Recently, Azavea’s Data Analytics team was tasked with developing a GIS tool for the Delaware Division of Parks and Recreation to analyze level of service for the state’s recreational system. The goal of the project was to better understand what populations are being served by the system currently, and what areas are under-served. To equitably serve the people of Delaware, it’s only fair to consider all modes of transportation — such as walking and public transit, and this made the analysis much more complex. Basically, we needed to set up a tool that allows the DPR’s GIS department to input the type of recreation (such as playgrounds, basketball courts, swimming pools, etc.), buffer around those locations and summarize the population within those buffers.

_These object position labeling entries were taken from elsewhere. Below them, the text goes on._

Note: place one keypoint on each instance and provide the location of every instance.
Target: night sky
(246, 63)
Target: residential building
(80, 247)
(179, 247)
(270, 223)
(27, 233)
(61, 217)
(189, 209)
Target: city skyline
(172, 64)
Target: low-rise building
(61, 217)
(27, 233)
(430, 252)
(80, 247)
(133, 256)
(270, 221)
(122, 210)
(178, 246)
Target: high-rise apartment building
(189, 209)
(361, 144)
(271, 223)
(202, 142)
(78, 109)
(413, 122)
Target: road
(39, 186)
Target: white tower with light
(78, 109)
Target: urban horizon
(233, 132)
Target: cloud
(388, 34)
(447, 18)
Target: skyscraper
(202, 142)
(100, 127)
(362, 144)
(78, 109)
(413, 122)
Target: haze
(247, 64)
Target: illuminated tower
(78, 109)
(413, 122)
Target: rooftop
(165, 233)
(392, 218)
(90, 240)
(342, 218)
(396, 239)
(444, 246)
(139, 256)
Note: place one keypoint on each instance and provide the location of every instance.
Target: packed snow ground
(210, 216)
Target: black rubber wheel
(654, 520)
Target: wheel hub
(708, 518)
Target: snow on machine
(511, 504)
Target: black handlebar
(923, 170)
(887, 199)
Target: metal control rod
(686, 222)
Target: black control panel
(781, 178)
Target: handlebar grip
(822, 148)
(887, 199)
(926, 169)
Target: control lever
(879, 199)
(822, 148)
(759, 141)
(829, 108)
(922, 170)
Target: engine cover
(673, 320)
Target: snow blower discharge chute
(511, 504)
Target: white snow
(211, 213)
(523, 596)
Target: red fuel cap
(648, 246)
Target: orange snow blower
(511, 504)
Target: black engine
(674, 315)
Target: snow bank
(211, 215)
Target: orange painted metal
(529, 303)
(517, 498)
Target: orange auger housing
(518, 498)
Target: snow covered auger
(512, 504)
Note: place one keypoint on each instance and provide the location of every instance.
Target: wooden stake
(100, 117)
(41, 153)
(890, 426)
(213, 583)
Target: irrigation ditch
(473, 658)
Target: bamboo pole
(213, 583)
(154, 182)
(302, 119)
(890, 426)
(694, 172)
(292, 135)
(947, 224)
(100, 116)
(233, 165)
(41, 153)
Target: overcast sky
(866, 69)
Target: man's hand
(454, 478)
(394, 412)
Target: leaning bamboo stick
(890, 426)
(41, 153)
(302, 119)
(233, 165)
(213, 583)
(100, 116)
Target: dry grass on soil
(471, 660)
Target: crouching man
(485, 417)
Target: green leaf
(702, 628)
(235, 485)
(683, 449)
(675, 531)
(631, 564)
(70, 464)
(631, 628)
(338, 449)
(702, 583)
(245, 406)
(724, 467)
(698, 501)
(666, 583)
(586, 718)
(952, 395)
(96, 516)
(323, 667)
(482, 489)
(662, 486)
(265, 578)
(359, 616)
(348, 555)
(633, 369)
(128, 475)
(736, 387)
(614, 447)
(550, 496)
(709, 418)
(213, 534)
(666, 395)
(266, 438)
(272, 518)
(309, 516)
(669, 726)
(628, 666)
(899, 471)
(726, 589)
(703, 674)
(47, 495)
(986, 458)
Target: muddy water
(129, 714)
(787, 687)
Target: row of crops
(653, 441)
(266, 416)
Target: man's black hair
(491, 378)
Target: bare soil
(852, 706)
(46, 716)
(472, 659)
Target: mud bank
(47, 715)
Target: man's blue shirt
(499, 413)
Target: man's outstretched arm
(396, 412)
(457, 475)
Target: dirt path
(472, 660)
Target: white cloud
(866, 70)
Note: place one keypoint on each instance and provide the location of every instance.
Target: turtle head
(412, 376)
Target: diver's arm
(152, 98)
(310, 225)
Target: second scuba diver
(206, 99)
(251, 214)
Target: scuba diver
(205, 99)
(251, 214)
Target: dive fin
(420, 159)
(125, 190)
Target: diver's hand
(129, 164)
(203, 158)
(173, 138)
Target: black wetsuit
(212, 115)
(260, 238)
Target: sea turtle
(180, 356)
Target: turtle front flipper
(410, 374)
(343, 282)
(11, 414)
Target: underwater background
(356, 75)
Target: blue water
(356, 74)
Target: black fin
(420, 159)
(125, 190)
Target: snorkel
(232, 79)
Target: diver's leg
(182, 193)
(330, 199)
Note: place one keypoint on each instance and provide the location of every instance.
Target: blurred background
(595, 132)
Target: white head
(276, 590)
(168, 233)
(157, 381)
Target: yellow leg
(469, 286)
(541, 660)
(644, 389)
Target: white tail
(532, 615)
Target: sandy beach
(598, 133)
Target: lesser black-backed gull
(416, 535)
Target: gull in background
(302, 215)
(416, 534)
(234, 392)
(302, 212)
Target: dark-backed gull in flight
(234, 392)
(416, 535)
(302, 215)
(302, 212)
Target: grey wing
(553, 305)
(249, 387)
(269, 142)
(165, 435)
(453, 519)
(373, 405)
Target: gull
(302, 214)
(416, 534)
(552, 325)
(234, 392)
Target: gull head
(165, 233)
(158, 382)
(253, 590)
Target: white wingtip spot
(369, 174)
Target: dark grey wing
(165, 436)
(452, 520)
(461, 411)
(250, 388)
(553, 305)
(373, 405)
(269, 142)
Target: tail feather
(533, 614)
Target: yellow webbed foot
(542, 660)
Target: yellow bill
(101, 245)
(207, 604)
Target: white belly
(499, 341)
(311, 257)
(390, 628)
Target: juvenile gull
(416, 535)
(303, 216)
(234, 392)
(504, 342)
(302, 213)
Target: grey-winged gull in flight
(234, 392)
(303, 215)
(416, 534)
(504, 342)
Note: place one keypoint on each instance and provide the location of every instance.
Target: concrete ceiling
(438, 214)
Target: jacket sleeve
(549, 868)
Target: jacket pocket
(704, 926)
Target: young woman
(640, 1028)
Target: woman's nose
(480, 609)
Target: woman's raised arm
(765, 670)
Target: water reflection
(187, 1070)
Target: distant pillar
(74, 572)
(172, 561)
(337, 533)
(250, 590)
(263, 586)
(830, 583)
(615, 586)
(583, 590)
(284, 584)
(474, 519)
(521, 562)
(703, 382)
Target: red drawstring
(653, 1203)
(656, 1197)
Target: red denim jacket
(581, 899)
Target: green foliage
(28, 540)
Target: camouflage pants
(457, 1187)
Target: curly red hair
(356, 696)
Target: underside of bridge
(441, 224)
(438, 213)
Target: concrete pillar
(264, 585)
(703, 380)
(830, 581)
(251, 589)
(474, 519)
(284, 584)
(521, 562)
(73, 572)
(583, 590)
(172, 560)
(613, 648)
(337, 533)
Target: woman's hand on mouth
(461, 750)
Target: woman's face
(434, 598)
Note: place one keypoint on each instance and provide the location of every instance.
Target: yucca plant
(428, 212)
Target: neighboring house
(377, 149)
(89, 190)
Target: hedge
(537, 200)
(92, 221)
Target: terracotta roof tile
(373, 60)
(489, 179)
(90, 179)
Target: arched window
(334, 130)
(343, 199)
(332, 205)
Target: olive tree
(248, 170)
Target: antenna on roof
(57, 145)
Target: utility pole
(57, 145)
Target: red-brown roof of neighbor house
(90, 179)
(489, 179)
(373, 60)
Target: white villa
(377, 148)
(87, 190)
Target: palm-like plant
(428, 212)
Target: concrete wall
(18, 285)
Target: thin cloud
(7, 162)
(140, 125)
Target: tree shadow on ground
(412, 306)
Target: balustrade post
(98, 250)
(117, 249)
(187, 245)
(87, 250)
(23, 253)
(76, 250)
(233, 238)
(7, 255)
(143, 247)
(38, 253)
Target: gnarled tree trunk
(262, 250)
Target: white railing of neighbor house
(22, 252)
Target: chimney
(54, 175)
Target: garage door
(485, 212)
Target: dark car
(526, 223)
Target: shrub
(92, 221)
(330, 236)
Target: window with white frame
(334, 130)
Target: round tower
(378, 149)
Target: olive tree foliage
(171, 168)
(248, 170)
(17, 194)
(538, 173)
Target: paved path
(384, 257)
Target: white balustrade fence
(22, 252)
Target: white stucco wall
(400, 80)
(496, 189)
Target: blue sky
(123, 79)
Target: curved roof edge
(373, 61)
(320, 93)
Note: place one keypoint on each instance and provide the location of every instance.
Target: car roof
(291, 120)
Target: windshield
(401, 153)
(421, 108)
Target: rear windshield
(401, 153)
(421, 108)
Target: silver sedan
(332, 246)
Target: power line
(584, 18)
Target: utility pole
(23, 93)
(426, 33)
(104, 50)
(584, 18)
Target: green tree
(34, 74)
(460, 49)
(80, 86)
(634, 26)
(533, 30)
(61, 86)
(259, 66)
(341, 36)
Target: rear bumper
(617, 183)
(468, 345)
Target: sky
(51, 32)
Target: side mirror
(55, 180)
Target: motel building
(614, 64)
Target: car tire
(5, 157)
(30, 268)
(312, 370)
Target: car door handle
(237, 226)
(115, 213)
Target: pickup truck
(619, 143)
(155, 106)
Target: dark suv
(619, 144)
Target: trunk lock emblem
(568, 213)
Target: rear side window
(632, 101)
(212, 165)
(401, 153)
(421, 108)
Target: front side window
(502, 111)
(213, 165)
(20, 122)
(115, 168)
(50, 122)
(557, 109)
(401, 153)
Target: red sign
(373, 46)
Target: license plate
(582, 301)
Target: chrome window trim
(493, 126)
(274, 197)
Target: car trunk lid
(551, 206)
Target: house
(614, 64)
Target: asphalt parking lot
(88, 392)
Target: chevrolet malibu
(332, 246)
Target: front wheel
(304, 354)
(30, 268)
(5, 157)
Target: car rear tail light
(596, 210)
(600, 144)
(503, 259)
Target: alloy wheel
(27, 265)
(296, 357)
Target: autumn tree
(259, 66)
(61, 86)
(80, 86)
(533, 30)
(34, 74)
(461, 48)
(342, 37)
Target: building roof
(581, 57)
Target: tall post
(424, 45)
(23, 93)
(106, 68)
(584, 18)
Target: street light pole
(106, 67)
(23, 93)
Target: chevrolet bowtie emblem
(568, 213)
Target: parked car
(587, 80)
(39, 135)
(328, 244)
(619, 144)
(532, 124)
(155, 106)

See our June newsletter for a detailed description of our model to distribute population.

We already knew that it makes sense to use travelsheds for this analysis, rather than the standard GIS buffer around a point. For this, we leveraged the Service Area analysis of the ArcGIS Network Analyst extension. The Service Area analysis will generate a polygon around a traversable feature, such as a street centerline, with a cost attribute such as time or distance as a parameter. This way, the DPR can generate polygons based on different times and distances — say a quarter mile from parks by walking or a 15 minute drivetime. We were able to successfully use the Delaware Department of Transportation’s (DelDOT) street centerline as an input for the driveshed portion of the service area analysis. In addition, the DPR provided a walkable roads shapefile that contained a mix of a sidewalk shapefile and roads with a low speed limit for generating the walksheds.

However, developing an accurate transit network for the Service Area analysis to traverse proved to be much more challenging. As it stands right now, ArcGIS does not have a way to read General Transit Feed Specification (GTFS) into Network Analyst. That being said, there is at least one plugin moving in that direction. Co-created by Melinda Morang, Product Engineer at Esri, the GTFS_NAtools python script allows users to run schedule-aware network analyses right in ArcMap. One can select the time of day and day of week and generate service areas based on what is traversable on the transit network. After some exhaustive testing and developing a workflow around the tool, we decided that the workflow was actually a bit too complicated for what we were trying to do. DPR didn’t need a time of day specific service area, just something more generalized but still with a reasonable travel time estimate.

Therefore, our team decided we would download the GTFS data and hardwire it into a transit network dataset. The first step would be to convert the GTFS data, which comes in the form of several comma-delimited text files, into a readable shapefile for an ArcGIS Network Dataset. Luckily, there’s already a great tutorial on how to do this. It only requires downloading the free ET GeoWizards toolbox, which every GIS Analyst should have at their disposal. Once finished, we ended up with a polyline for each individual bus route. However, it’s not quite ready to be consumed by Network Analyst. Since sometimes different bus routes use the same road, we had many coincident route segments. This creates a problem for the Service Area analysis in Network Analyst. The Service Area analysis locates an origin feature and creates a polygon around that feature by traversing the network dataset. When the origin feature for the service area is located along a route with coincident bus polylines, it only picks up one of the polylines and ignores the other features. This creates chunky and illogical service area polygons.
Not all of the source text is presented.